La mise en minorité démographique voulue et organisée comme l’atteste la lettre du 1er ministre français Pierre Messmer, envoyée à son secrétaire d’État aux Dom-Tom en 1972, est actée depuis belle lurette. Les Kanaks vont passer de 96 % de la population sur l’île à l’arrivée de Napoléon III, à 63 %. C’est le début de la fin. La tendance n’a fait que s’accentuer. En 2014, ils ne représentaient plus que 39 %. Pour compenser ce déséquilibre démographique, des corps électoraux spécifiques sont donc créés. Seulement, aux premières discussions officielles sur l’autodétermination en 1983, les Kanaks feront naïvement preuve d’honnêteté en reconnaissant que les “victimes de l’Histoire”, ceux contraints de s’y installer par l’administration coloniale, fassent également partie du corps électoral. L’État saisit l’aubaine et falsifie la déclaration finale en avançant que le droit à l’autodétermination doit être ouvert à tout le monde. Ce faisant, il a imposé dans le corps électoral la colonie de peuplement qu’il a lui-même organisée.

Cette décision soudaine, d’élargir ce droit de vote, minorise les voix des Kanaks et éteint définitivement le mouvement indépendantiste. Elle sera votée par l’Assemblée nationale avec un relent de non-respect des accords antérieurs. Au-dessus de tout, Macron court-circuite le 3e référendum, le dernier et le plus décisif qui devrait se tenir en 2022. Mais son gouvernement décide de l’avancer en 2021, en pleine crise covid. Le taux d’abstention a été révélateur entraînant le refus à l’indépendance majoré à 96 %, après un refus de report. Malgré l’illégitimité de ce résultat, la Nouvelle Calédonie restera donc française. C’est dans ce contexte qu’a débuté cette nouvelle vague d’affrontements. Des centaines de blessés et plusieurs morts jonchent désormais l’île. L’implosion de la Nouvelle-Calédonie si l’on n’y prend garde, deviendrait une autre tare humanitaire aux mains de la France.

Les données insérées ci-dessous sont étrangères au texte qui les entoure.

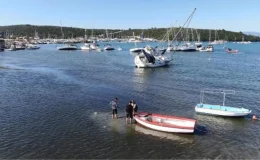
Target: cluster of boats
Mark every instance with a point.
(15, 47)
(88, 47)
(174, 124)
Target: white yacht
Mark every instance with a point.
(85, 47)
(108, 47)
(146, 60)
(32, 46)
(136, 49)
(68, 47)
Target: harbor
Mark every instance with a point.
(129, 81)
(51, 107)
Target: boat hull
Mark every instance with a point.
(221, 110)
(67, 48)
(144, 64)
(232, 51)
(166, 123)
(136, 50)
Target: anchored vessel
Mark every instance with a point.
(165, 123)
(220, 110)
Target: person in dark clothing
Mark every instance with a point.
(129, 112)
(135, 107)
(114, 104)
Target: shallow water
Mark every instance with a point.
(48, 101)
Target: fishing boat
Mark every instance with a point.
(229, 50)
(165, 123)
(146, 60)
(85, 47)
(220, 110)
(119, 48)
(32, 47)
(67, 47)
(108, 47)
(136, 49)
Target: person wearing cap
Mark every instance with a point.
(135, 107)
(129, 111)
(114, 104)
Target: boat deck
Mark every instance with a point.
(223, 108)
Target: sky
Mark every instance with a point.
(234, 15)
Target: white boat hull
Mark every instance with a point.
(136, 49)
(85, 48)
(171, 129)
(220, 112)
(143, 63)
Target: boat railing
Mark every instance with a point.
(215, 91)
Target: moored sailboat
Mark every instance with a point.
(165, 123)
(220, 110)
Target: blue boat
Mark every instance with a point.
(220, 110)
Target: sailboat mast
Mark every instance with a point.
(209, 36)
(62, 34)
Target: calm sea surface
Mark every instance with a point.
(48, 101)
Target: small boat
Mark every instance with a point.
(94, 46)
(108, 47)
(119, 48)
(136, 50)
(85, 47)
(146, 60)
(229, 50)
(165, 123)
(19, 47)
(32, 47)
(68, 47)
(220, 110)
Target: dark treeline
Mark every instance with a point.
(158, 33)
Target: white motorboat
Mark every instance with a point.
(187, 47)
(108, 47)
(165, 123)
(94, 46)
(146, 60)
(209, 48)
(136, 50)
(220, 110)
(68, 47)
(85, 47)
(32, 46)
(119, 48)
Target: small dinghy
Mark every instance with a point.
(146, 60)
(229, 50)
(220, 110)
(166, 123)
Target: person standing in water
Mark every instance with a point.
(135, 107)
(129, 112)
(114, 104)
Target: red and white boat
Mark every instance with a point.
(231, 51)
(166, 123)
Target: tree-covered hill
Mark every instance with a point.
(158, 33)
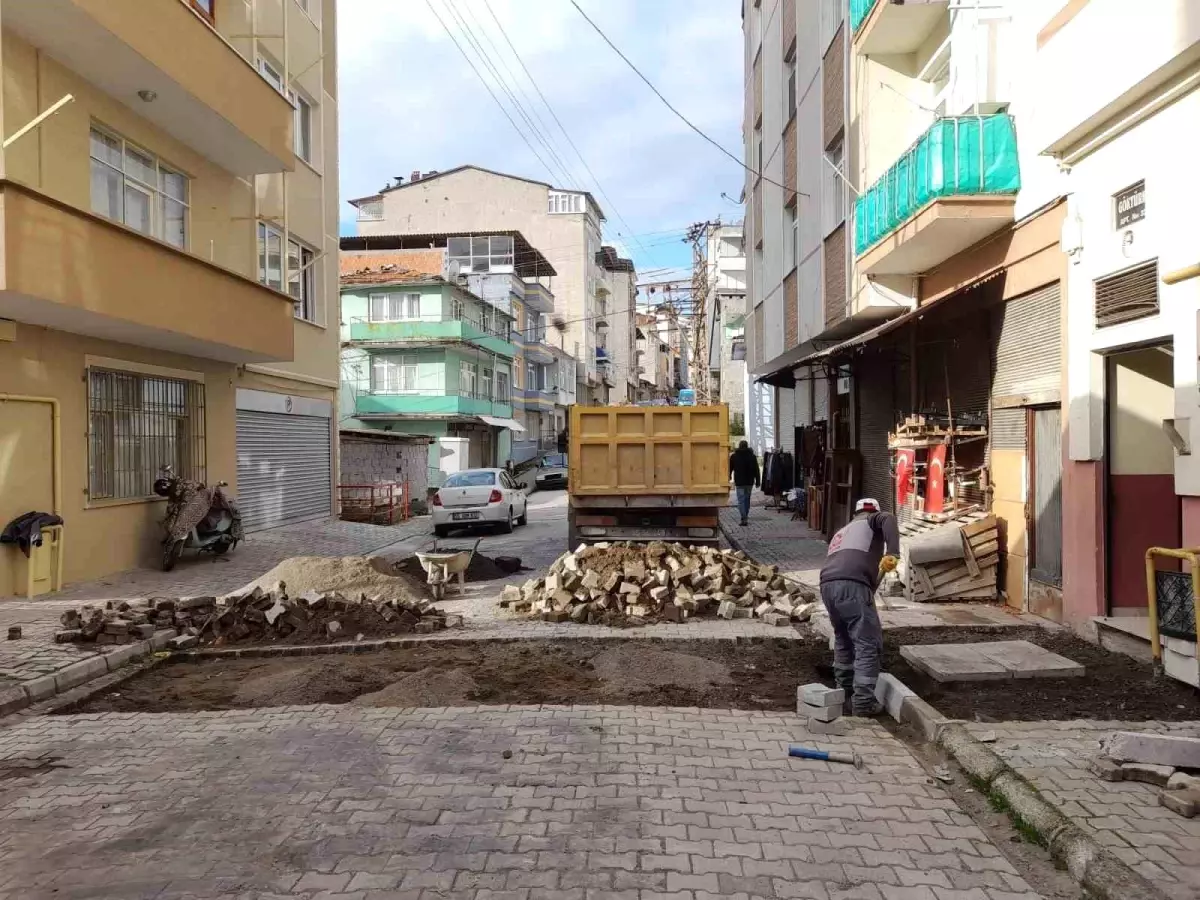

Ses médias parlent de haine anti-blanc, de guerre anti-blanc voire clash des civilisations, mais jamais de revendication d’indépendance.

Ces éternels soubresauts rappellent ceux du Proche-Orient ! Il y a toute une similitude entre les conflits calédonien et israelo-palestinien. La Kanaky se fait appeler Nouvelle-Calédonie, idem pour la Palestine qu’on appelle Israël. Le colon use de tout pour se faire passer pour la victime. Il paraitrait que les Kanaks sont des racistes, que cette crise est manifestation d’un racisme anti-blanc et qu’il y a une chasse aux blancs. C’est le même prétexte incongru qu’utilise Israël, où est évoqué le concept de la haine du Juif, une absurdité manifeste. Enfin, l’imposteur agit comme si les institutions internationales n’existaient pas. De la même manière qu’Israël ignore les résolutions de l’ONU vis à vis de la Palestine, la France ne fait pas mieux avec l’ONU ayant statué en faveur de la Kanaky comme étant un territoire à décoloniser. Bafouer le droit international semble être une spécialité des colons, solidaires les uns des autres.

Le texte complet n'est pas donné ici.